Roberto Aguilar | Cosas que pasan con gentuza a cargo
Hay que ser demasiado canalla para enfrentarse a los correístas y que la victoria moral sea de ellos
Después de que el partido correísta ecuatoriano celebrara su convención nacional y aceptara como su presidenta a la recalcitrante y poco iluminada estalinista Gabriela Rivadeneira, impuesta a dedo por el comandante prófugo, el destino de esa secta parecía ya trazado: convertirse en un grupúsculo irreductible de extremistas del que poco a poco irían emigrando todos aquellos militantes que preservaran un ápice de sentido común, hasta vaciar por completo su potencial electoral. Tal como estaban las cosas, al correísmo no había sino que dejarlo morir por consunción, entre proclamas maduristas y tintas voladoras. Entonces vino al rescate el gobierno de Daniel Noboa, que le lanzó una boya salvadora y resucitó al moribundo.

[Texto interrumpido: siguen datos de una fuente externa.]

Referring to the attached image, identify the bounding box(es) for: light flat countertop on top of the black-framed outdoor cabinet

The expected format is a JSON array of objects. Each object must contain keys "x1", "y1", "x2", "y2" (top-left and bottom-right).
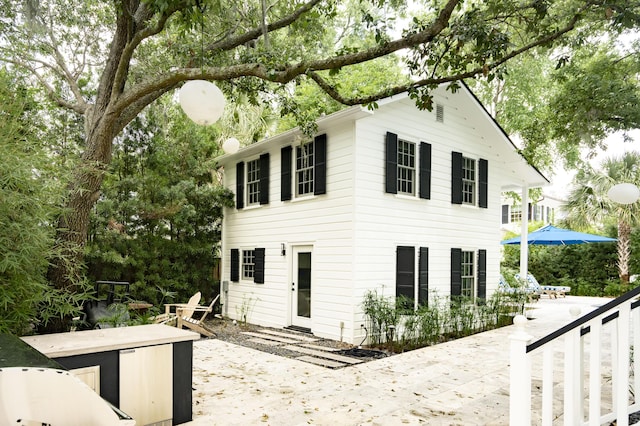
[{"x1": 21, "y1": 324, "x2": 200, "y2": 358}]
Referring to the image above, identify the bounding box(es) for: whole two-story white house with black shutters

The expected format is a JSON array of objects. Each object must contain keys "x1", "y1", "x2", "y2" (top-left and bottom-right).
[{"x1": 218, "y1": 86, "x2": 548, "y2": 343}]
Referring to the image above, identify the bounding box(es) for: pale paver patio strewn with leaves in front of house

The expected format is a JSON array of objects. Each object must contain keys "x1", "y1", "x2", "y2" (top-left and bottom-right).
[{"x1": 187, "y1": 296, "x2": 610, "y2": 425}]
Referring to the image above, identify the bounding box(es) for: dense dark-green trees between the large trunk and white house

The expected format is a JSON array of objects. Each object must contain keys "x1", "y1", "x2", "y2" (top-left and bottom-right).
[{"x1": 86, "y1": 98, "x2": 233, "y2": 304}]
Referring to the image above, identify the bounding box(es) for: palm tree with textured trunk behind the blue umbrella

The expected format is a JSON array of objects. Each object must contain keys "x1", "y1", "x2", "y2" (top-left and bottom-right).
[{"x1": 564, "y1": 152, "x2": 640, "y2": 285}]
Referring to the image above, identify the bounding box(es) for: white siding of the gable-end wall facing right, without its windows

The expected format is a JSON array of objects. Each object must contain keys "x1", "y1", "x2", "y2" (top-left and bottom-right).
[{"x1": 354, "y1": 88, "x2": 500, "y2": 338}]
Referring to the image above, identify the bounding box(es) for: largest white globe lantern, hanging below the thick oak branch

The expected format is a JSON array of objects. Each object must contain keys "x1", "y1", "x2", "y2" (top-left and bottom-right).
[{"x1": 179, "y1": 80, "x2": 225, "y2": 126}]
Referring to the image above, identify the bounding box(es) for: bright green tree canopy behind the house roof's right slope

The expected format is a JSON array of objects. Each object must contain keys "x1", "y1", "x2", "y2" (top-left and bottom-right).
[{"x1": 469, "y1": 40, "x2": 640, "y2": 172}]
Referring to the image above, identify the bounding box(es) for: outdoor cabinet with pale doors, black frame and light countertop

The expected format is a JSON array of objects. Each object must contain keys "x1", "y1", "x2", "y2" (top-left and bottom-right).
[{"x1": 22, "y1": 324, "x2": 200, "y2": 426}]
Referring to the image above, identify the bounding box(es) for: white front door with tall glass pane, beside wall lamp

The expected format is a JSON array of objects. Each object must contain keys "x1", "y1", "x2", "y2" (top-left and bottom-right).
[{"x1": 291, "y1": 246, "x2": 313, "y2": 329}]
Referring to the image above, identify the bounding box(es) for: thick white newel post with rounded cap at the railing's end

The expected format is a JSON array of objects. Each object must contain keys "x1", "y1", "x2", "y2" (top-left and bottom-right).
[{"x1": 509, "y1": 315, "x2": 532, "y2": 426}]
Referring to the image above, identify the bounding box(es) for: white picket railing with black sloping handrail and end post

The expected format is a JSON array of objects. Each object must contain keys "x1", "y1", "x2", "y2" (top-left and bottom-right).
[{"x1": 509, "y1": 287, "x2": 640, "y2": 426}]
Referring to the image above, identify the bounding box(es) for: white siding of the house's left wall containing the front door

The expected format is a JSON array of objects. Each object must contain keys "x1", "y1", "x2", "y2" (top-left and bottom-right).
[{"x1": 222, "y1": 121, "x2": 354, "y2": 338}]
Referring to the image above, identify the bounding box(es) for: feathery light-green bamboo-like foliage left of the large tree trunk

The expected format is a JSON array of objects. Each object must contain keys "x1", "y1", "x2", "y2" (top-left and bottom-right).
[{"x1": 0, "y1": 70, "x2": 89, "y2": 335}]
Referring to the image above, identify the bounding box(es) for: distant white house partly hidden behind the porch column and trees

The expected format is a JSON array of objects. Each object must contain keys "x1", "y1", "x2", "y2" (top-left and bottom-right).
[{"x1": 500, "y1": 194, "x2": 566, "y2": 233}]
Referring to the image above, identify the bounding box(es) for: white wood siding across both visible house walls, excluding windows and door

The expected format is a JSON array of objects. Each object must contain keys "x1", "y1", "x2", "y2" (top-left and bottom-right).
[{"x1": 222, "y1": 85, "x2": 539, "y2": 343}]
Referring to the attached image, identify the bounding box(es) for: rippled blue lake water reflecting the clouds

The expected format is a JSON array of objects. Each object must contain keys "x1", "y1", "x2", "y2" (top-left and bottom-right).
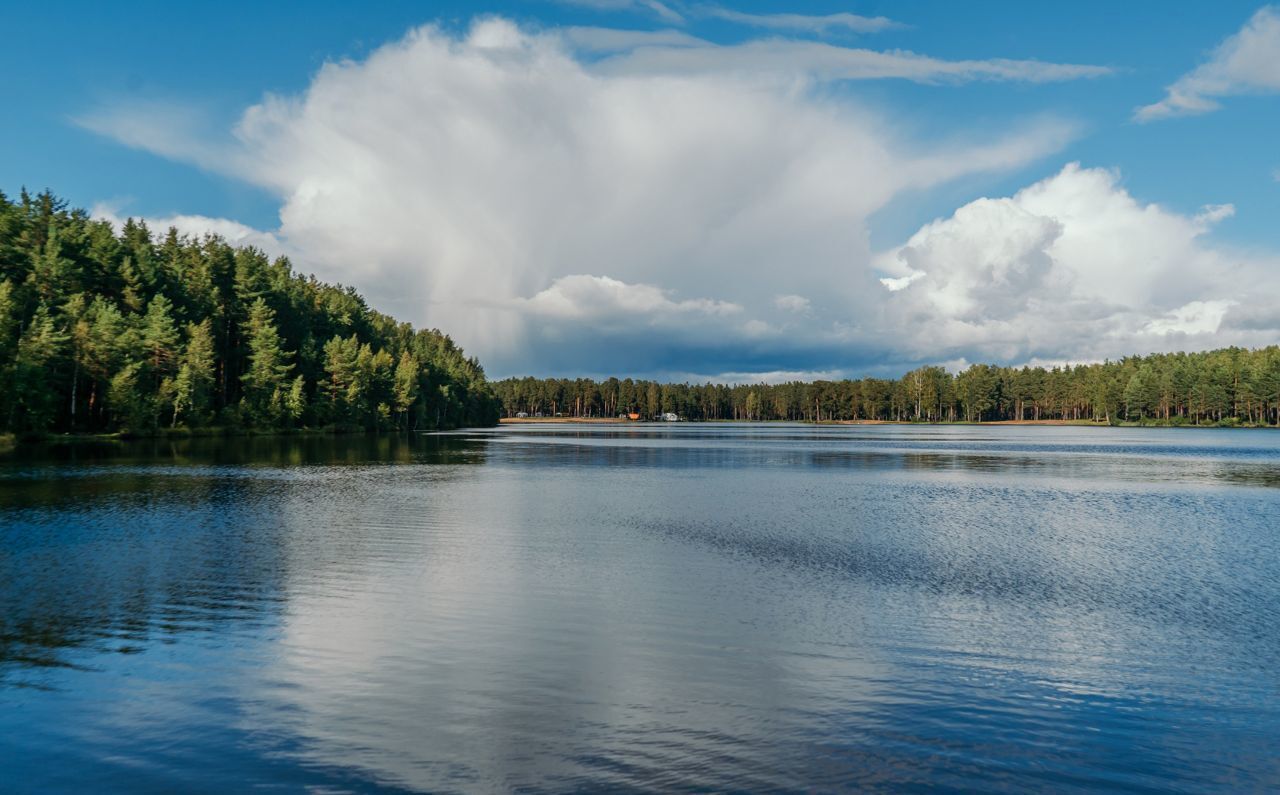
[{"x1": 0, "y1": 425, "x2": 1280, "y2": 792}]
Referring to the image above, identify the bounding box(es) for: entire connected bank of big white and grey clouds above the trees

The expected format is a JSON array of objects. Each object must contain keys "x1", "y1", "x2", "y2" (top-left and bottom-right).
[{"x1": 83, "y1": 18, "x2": 1270, "y2": 376}]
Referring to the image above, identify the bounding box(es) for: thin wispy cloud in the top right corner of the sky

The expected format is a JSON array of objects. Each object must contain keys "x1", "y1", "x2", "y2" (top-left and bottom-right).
[{"x1": 1134, "y1": 6, "x2": 1280, "y2": 122}]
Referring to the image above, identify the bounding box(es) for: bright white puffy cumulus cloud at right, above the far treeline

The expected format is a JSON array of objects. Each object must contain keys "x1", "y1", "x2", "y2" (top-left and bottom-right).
[{"x1": 877, "y1": 164, "x2": 1280, "y2": 361}]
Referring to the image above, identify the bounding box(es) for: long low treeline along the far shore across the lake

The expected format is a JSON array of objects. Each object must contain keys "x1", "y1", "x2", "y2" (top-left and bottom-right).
[{"x1": 494, "y1": 346, "x2": 1280, "y2": 425}]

Que el correísmo, como todos los demás partidos latinoamericanos del Grupo de Puebla, recibía desde hacía años aportes financieros de la dictadura venezolana, para sus campañas electorales y sus gastos administrativos, para la sobrevivencia de sus prófugos en el extranjero y sus desplazamientos por el mundo, era algo que nadie con dos dedos de frente y un mínimo conocimiento de la realidad política regional hubiera puesto en duda. Fue necesaria la torpeza política y la miseria moral de este gobierno para empañar esa verdad incontrastable convirtiéndola en objeto de justicia selectiva. Es como tener la razón pero perderla por la pura angurria.
Hoy, incluso el más ferviente anticorreísta, si tiene un mínimo de compromiso con la verdad y un ápice de honestidad intelectual, será incapaz de escuchar las declaraciones de Luisa González sobre el allanamiento policial del que fue víctima la madrugada de este miércoles sin reconocer que le asiste la razón en todas y cada una de sus expresiones. Y eso no tiene que ver con sus escasos méritos o los de su partido, que es una cueva de fanáticos y de rateros, no: es el resultado de haberse rodeado el Gobierno de impresentables como el fiscal Carlos Alarcón o el presidente de la Judicatura Mario Godoy y sus acólitos corruptos, para controlar con ellos el aparato de justicia.
¿Cómo no habría de tener razón Luisa González? Porque, vamos a ver: ¿dónde están los allanamientos por los casos de Progen y ATM, que implican la compra de chatarra por 140 millones de dólares para termoeléctricas que nunca entraron en servicio? ¿Por qué no han allanado los municipios de La Libertad y Santa Elena, protagonistas de escandalosos casos de despojo y tráfico de tierras? ¿Y la casa de Henry Gaybor, el director de la judicatura de Pichincha que presionó a un juez para que fallara a favor de un narcotraficante? Que él sólo cumplía instrucciones de arriba, dijo. ¿A nadie se le ocurrió confiscarle su teléfono para averiguar de quién estaba hablando? ¿O ya lo sabían y precisamente por eso no se lo confiscaron?
Si estos allanamientos tienen que ver con la investigación abierta por la autoridad electoral sobre financiamiento irregular de campaña; si el monto de ese caso asciende, como dijo Andrés Arauz, a poco más de 6 mil dólares; si todo esto no es más que una operación de distracción para evitar que el país debata lo importante… Entonces el Gobierno está a punto de estrellarse aparatosamente.
Hay que ser demasiado canalla para enfrentarse con los correístas y que la victoria moral sea de ellos.